Platform-Independent Flow Objects. XSL specifies a set of standard flow objects such as paragraph, page sequence, table, and the like. Using these platform-independent flow objects lets you create multiple output notations with a single XSL stylesheet. The type of notations that can be created is limited only by the back-end notations supported by the XSL processor. Strong candidates for XSL back ends include RTF, FrameMaker MIF, and TeX.
HTML-Specific Flow Objects. To facilitate the use of XSL stylesheets to generate HTML, XSL provides a set of HTML-specific flow objects. Given the vast amount of HTML-aware software in existence, it makes sense to use this software, while simultaneously retaining the advantages of XML over HTML as a data representation.
Construction Rules. Flow-object construction in XSL is controlled by rules in the XSL stylesheet. These rules specify what flow objects are to be created and what they should contain. Flow objects can be thought of as containers for document content and/or other flow objects creating a tree-like hierarchy known as a "flow-object tree." Flow-object construction rules take the form of a pattern and action. The pattern part specifies the conditions under which the rule triggers. The action part specifies what flow objects to construct.
Characteristics. Flow objects can have associated characteristics that differ depending on the type of flow object being constructed. A paragraph flow object, for example, might have margin and tab characteristics. A table cell might have border and spanning characteristics. The characteristics to be applied to flow objects can be controlled in the XSL style-sheet by means of style rules. Style rules take the same general form as construction rules, and consist of pattern and action components.
Scripting. No stylesheet language that provides a fixed set of rendering capabilities can provide all the processing power needed. There comes a point where a "Turing Complete" programming language is the best way to get the job done. The XSL draft specifies ECMAScript (a standardized version of JavaScript -- ECMA 262) as a built-in scripting language. A number of mechanisms are provided in XSL for escaping to ECMAScript to perform calculations, define functions, and so on.
MSXSL is Microsoft's technology preview implementation of the XSL draft specification. Don't confuse it with MSXML, which is Microsoft's implementation of an XML parser. Indeed, MSXSL uses MSXML to parse and load XSL stylesheets.
MSXSL focuses on creating HTML from XML and, for the time being, only supports HTML flow objects. The simplest way to use MSXSL is via the provided command-line utility that takes the input XML file (-i), input stylesheet file (-s), and output HTML file (-o). For example, the command C>msxsl -i foo.xml -s foo.xsl -o foo.htm processes the foo.xml file with respect to the foo.xsl stylesheet specification, then generates the foo.htm output file.
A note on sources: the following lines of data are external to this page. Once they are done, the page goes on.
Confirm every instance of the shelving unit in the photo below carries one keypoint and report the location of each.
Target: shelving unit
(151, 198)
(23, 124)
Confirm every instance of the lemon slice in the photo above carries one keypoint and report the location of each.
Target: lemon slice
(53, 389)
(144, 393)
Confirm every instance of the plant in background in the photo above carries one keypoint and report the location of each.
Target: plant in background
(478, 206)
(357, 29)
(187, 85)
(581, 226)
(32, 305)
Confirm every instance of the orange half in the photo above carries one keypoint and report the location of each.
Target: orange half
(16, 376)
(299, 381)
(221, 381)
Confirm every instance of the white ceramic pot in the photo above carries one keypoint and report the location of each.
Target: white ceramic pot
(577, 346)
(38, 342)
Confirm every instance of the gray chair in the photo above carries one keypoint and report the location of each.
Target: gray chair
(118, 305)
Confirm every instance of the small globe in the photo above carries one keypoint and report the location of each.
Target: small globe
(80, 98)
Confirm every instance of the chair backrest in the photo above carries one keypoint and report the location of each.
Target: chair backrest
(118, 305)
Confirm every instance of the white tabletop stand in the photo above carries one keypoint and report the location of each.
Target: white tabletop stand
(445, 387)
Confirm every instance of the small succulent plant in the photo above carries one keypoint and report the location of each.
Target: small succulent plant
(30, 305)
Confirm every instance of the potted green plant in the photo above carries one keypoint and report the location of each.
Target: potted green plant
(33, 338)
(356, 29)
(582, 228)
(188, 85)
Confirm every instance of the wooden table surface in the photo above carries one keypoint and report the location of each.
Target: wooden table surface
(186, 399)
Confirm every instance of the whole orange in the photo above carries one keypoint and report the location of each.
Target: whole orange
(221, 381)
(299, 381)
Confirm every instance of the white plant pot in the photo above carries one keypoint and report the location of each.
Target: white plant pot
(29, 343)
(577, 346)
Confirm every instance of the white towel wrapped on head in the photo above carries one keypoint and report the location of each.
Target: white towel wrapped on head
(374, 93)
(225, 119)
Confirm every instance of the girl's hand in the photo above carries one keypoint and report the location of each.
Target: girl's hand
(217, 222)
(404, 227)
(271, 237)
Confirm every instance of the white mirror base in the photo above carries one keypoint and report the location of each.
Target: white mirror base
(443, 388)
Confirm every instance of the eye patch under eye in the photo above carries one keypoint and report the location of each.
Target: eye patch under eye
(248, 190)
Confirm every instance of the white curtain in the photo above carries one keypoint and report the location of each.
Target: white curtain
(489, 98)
To illustrate how to use XSL and MSXSL, I'll return to the XML document (see Figure 2) presented in my February 1998 article.
Listing One(a) reates a simple stylesheet to convert the XML document in Figure 2 to HTML. Some things to note about this stylesheet:
Listing One(b) is the result of processing the XML document with this style-sheet. While it's hardly the world's most exciting HTML file, there are some important things to note:
Listing Two(a) adds a few more construction rules to create slightly more pleasing HTML output, while Listing Two(b) presents the result of processing the XML document with this stylesheet. Things to note about this stylesheet and the resultant HTML include:
The Car elements in Figure 2 have attributes for price and currency information. These can be accessed in XSL by escaping to the ECMAScript scripting language. XSL provides an eval element that can be used to house script code. In Listing Three(a), the rule is modified to let Car elements access the attribute information. Listing Three(b) is the HTML from this modified stylesheet.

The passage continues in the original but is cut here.